This week, new baking column Peckish gets to grips with a cake recipe fit for Halloween.
Ingredients for Carrot Cake
175g of light muscovado sugar
175ml of sunflower oil
140g grated zest of one orange
175g of self-raising flour
2tsp of cinnamon
1 tsp of ground ginger
1 tsp of ground cloves
1 tsp of vanilla essence
175g of caster sugar
175g of butter
175g of self raising flour
2 tsp of vanilla essence
100g of butter
300g of cream cheese
150g of icing sugar
Zest of 1 orange
1 tbsp of orange juice
1tsp of lemon juice
Handful of pumpkin seeds
Pumpkin cookie cutter (or you can make one with cardboard and cut round it with a knife)
Grater and Zester
- Firstly make the Carrot Cake. To do this preheat the oven to 180°C/ gas 4/ fan 160°C
- Line your tin, (I bought a silicone one which was perfect for this from Morrisons for £2) if you are using a silicone one, just grease it. If you are using another kind, I would recommend putting a bit of oil/butter and coating the tin like this and then dusting it with flour, as this will give you nice clean edges.
- Place the sugar in the mixing bowl and add the oil and eggs, then mix with a wooden spoon.

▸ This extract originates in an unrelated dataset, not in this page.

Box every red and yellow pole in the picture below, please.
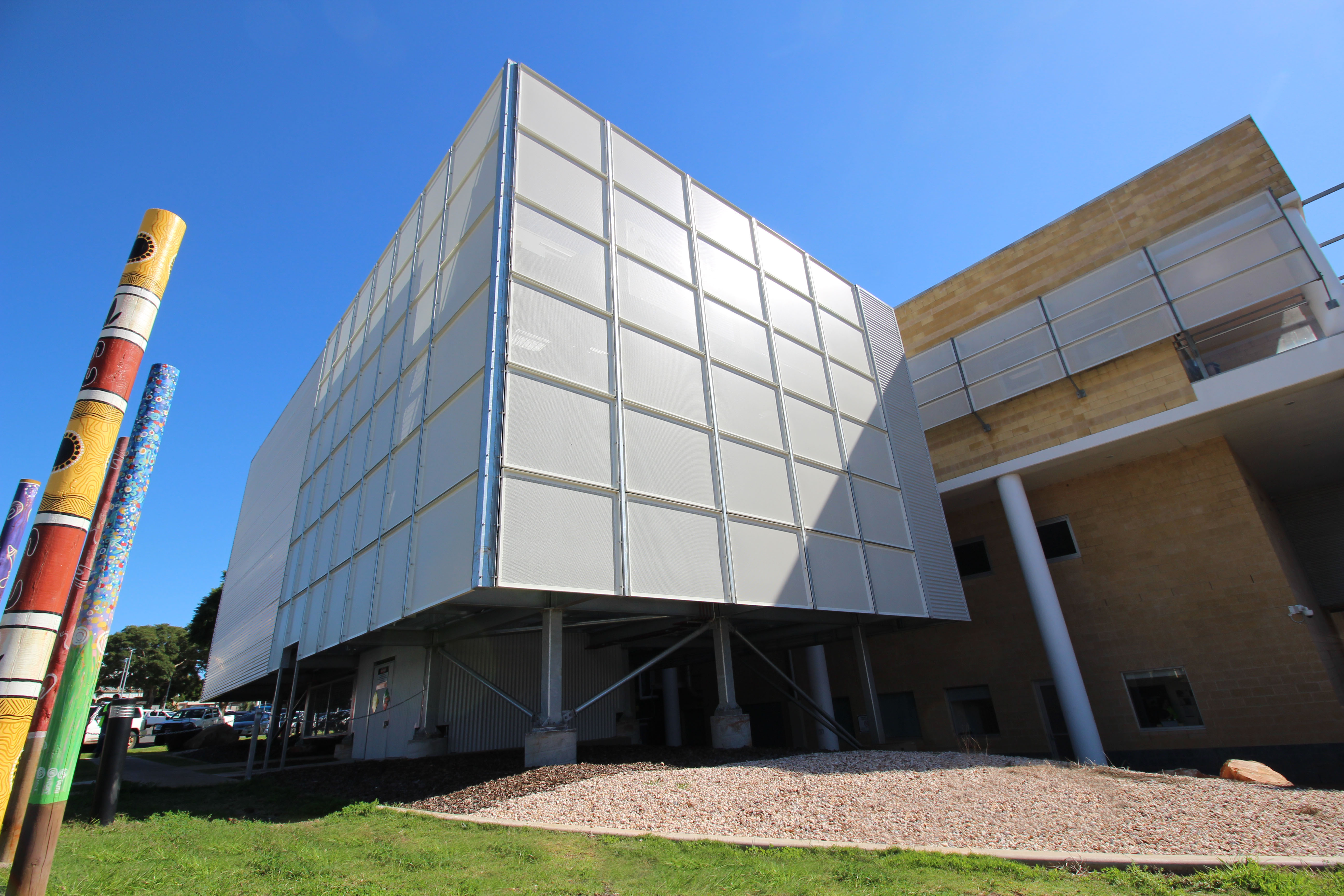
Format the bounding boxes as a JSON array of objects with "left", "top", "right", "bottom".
[{"left": 0, "top": 208, "right": 187, "bottom": 806}]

- Grate the carrots, zest the orange and add them both to the egg mixture.
- Sieve the spices (you can add more depending on personal preference) and the flour into the mixture and mix thoroughly.
- Pour into your pre-lined tin and bake for about 40mins, or until, when poked with a knife and it comes out clean. As you are going to put this back in the oven at a later stage it is better to under cook it rather than over cook it.
- Whilst this is cooking you can make your vanilla sponge mix. Whisk the butter and sugar together until light and fluffy.
- Next add the eggs one by one, mixing as you go, next add the vanilla.
- Sieve in the flour and stir with a metal spoon.
- Take the carrot cake out of the tin and leave it to cool.
- Once cooled, slice it width ways into 2-3cm slices and using your cutter (or cardboard cutout) stamp each slice with a pumpkin shape. Then line these up and place back in the same freshly lined tin.
- Pour your vanilla mixture on top of the carrot cake pumpkin shapes and bake at the same temperature for about 20mins, again the knife should come out clean.
- Once cooked, leave it to cool.
- Whilst the cake is cooling you can make your icing. Simply mix all the ingredients together. You may want to add more/less of the orange, lemon and sugar depending on taste.
- Once the cake has properly cooled put the icing on top and sprinkle with the pumpkin seeds.
There you have it, your very own Halloween masterpiece.